The family decided to keep the illness a secret.

“For four years, Peter’s medical condition was private,” says Young.

When Dr. Peter decided to go on television to talk about having AIDS, “we lost it,” she recalls.

Peter was losing his vision, he was vulnerable. “He said if I can help one person, it’s worth it.”

For their son, the decision to go public was a return to the sense of purpose that had been snatched away with his diagnosis. It was a way of practicing medicine.

The whole family would have to come out of the closet.

“That’s when my healing started,” Young says. She wrote letters to their friends, and met privately with co-workers. “I started out by saying our family was in crisis. Our son has AIDS. He’s lost his vision. He’s going on TV to talk about it.”

She realized, as people stepped forward to support the family, “the most difficult part of the journey was keeping that secret. For Peter as well.”

Peter did 111 televised diaries before his death. The ease, humour and insight with which he chatted about his experiences gave the disease a new face.

The public video diaries became one of the most empowering parts of his own healing process, he said, coming out as a gay man, and a man with AIDS. He shared his journey from the early days when he and the disease were closeted: admitting he peeled the labels off his AZT bottles when he disposed of them, and suggested putting gay marriage on the public agenda — something, he believed was necessary, as the partners of AIDS patients were often blocked from their bedsides by other family members because “longtime companions” had no legal standing as next of kin.

Young recalls the fear she felt when her son was first diagnosed, and the gift he gave by opening up when AIDS deaths were often shrouded, announced as “cancer” or “long-term illness.”

“If he hadn’t done the diaries, we might not have admitted it. We know a lot of people who lost their children to AIDS and they have never admitted it. Isn’t that sad?”

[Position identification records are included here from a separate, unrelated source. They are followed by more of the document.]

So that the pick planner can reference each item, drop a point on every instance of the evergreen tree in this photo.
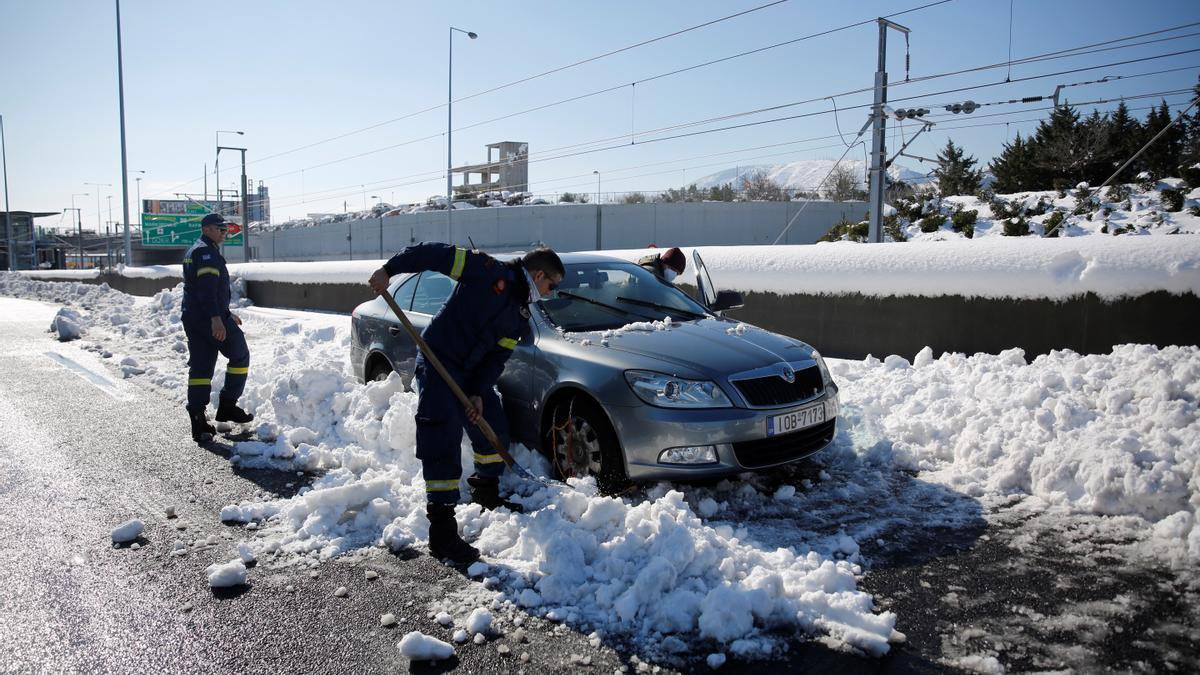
(1125, 132)
(1162, 159)
(1014, 167)
(1095, 133)
(954, 172)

Shortly before his death in 1992 at age 35, Dr. Peter established the Dr. Peter AIDS Foundation. It treats high-needs HIV-infected patients in residence and as out-patients.

Each Wednesday, Young helps in the kitchen, making toast and sharing hugs with patients in the sunlit dining room of the Dr. Peter Centre at the corner of Comox and Thurlow.

She stands on the front steps of the multimillion dollar complex, where her son’s words are etched: “The energy that is me will not be lost.”

From here she can see the bench behind St. Paul’s where she wept in anguish as her son lay struggling to breathe in a hospital bed, and she marvels at what she could not have foreseen.

“From all of that suffering, all of this good would come.”